We began the class working with templates from Denyse’s “shoemaker” pattern in her book Modern Quilts Traditional Inspiration. Cutting our pieces carefully, we pieced two complete blocks to get a feel for the pattern, and then we started riffing on the theme, making two more blocks without templates and ruler. In the following picture, it’s hard to even tell which one is which, right? There is a hint of a wonk to it, though, and that’s the point: subtle but effective over a large quilt.
Ahhhhh… lovely light and an airy space to work in. Heaven!
Then we got down to it: How far can you take the pattern and still have its essentials be recognizable?
This was what I had been anticipating the most before I arrived: the manipulation of a pattern to become a true “improv” piece. I let myself off the chain so to speak, and really threw myself into it, not using my typical skill set, and it was really freeing.

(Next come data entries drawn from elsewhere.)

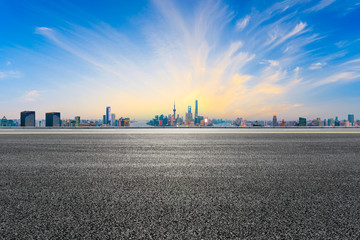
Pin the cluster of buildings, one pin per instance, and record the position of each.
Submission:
(109, 119)
(53, 119)
(302, 122)
(176, 120)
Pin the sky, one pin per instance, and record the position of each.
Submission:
(248, 58)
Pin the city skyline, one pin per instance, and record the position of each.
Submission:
(248, 59)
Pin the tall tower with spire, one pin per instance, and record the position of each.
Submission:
(174, 110)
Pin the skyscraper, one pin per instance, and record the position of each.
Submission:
(196, 109)
(77, 121)
(174, 110)
(351, 119)
(302, 121)
(188, 116)
(27, 119)
(113, 117)
(275, 123)
(108, 115)
(52, 119)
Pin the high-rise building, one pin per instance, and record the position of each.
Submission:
(302, 121)
(113, 117)
(77, 121)
(351, 119)
(196, 109)
(4, 122)
(108, 115)
(27, 119)
(275, 123)
(174, 110)
(52, 119)
(331, 122)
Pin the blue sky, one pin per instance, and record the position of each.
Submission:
(246, 59)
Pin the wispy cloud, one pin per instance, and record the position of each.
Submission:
(339, 77)
(242, 23)
(184, 55)
(9, 74)
(321, 5)
(317, 65)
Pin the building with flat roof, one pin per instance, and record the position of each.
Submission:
(52, 119)
(27, 119)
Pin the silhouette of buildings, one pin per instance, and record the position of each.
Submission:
(27, 119)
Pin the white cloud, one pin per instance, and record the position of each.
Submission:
(317, 65)
(10, 74)
(321, 5)
(31, 96)
(242, 23)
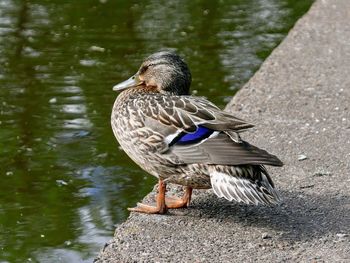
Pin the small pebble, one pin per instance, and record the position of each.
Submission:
(265, 236)
(53, 100)
(302, 157)
(342, 235)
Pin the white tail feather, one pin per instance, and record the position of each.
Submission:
(243, 190)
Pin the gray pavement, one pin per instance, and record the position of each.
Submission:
(300, 103)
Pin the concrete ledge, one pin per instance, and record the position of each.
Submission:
(300, 101)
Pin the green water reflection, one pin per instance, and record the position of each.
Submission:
(64, 182)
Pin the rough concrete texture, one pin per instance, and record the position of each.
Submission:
(300, 102)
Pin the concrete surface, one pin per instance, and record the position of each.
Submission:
(300, 101)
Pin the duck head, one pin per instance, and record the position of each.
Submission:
(163, 72)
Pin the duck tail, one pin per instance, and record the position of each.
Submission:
(249, 184)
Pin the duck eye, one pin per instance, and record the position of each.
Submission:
(143, 69)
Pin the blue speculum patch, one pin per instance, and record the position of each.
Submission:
(188, 138)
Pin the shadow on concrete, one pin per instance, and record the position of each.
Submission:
(300, 216)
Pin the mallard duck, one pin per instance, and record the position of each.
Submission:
(187, 140)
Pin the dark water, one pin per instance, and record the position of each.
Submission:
(64, 182)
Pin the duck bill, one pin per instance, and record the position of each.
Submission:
(131, 82)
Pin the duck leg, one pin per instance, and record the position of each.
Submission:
(172, 202)
(160, 207)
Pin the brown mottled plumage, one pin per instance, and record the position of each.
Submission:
(187, 140)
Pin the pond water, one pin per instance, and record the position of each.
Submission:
(65, 184)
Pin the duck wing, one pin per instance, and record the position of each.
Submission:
(193, 130)
(185, 113)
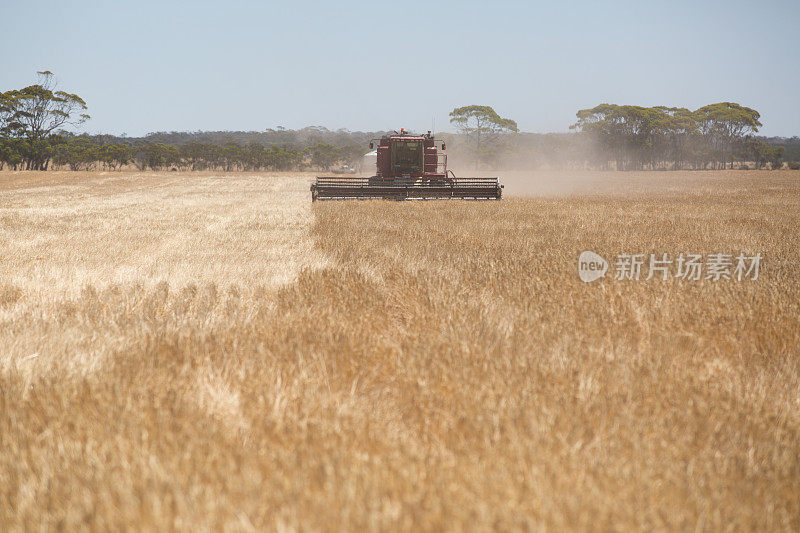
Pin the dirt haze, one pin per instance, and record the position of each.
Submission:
(206, 351)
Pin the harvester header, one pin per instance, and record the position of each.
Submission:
(409, 166)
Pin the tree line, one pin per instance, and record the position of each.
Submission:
(607, 136)
(715, 136)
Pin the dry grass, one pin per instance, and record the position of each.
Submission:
(211, 355)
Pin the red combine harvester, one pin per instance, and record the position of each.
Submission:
(409, 167)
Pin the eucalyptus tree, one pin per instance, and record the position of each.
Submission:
(484, 129)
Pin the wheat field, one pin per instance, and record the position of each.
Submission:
(204, 351)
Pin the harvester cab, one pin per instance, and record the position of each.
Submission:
(408, 167)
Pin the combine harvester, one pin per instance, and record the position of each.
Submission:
(409, 167)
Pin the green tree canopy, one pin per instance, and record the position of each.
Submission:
(484, 128)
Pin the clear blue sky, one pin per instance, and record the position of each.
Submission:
(231, 65)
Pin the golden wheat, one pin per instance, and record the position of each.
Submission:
(205, 352)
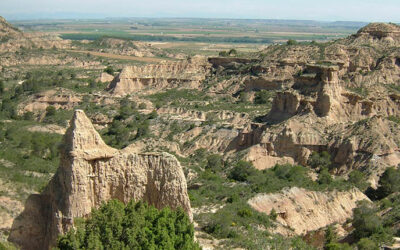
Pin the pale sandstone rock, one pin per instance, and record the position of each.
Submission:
(90, 173)
(188, 74)
(304, 211)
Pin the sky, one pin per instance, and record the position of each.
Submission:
(322, 10)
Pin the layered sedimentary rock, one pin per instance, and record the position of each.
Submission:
(339, 98)
(90, 173)
(302, 211)
(188, 74)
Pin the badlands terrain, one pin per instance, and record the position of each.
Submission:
(287, 145)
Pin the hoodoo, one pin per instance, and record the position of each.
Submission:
(90, 173)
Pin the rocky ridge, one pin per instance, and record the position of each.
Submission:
(186, 74)
(300, 211)
(325, 104)
(90, 173)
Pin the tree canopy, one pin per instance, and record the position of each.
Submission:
(132, 226)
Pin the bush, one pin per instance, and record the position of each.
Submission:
(367, 244)
(214, 162)
(262, 97)
(142, 105)
(324, 177)
(389, 182)
(109, 70)
(357, 178)
(291, 42)
(320, 160)
(50, 111)
(134, 226)
(365, 221)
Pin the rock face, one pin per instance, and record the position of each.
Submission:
(302, 211)
(90, 173)
(188, 74)
(338, 99)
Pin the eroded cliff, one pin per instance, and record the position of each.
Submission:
(90, 173)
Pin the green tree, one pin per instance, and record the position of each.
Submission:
(109, 70)
(50, 111)
(134, 226)
(320, 160)
(324, 177)
(357, 178)
(214, 162)
(262, 97)
(367, 244)
(389, 182)
(1, 87)
(291, 42)
(365, 221)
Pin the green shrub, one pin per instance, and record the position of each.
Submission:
(142, 105)
(324, 177)
(320, 160)
(389, 182)
(291, 42)
(109, 70)
(50, 111)
(262, 97)
(338, 246)
(214, 162)
(358, 179)
(367, 244)
(365, 221)
(134, 226)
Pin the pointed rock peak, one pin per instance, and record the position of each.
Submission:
(83, 141)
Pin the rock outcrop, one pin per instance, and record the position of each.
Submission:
(340, 98)
(302, 211)
(90, 173)
(187, 74)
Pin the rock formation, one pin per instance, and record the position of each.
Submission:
(302, 211)
(90, 173)
(338, 99)
(188, 74)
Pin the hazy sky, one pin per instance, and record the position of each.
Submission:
(332, 10)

Yet as fun and free as it was, for me, the experience was also profoundly thought provoking. There are many aspects to improv, but one of the reasons I, myself, have not incorporated it into my own quilting life is that I always felt as if it lacked something vital when I did it, and I couldn’t put a finger on it. Hearing Denise talk during our last critique, I had one of those moments where thoughts from all over fell into place and led me to a revelation: She said, you don’t want your work to be inauthentic. At that moment, I realized I had never really incorporated improvisational piecing into my work because I never felt as if my improv was authentic. I was making it look like the imrpov I had seen, and to me it was mimicry, not originality. This class with Denyse, for me, provided a way to move into improvisational piecing without feeling like a fake, and being true to my own artistic vision.
Many thanks to Denyse, for a really wonderful class, and to Richard (agh, no photo!) for his solid support and thoughtfulness.
Who wouldn’t find this view inspirational?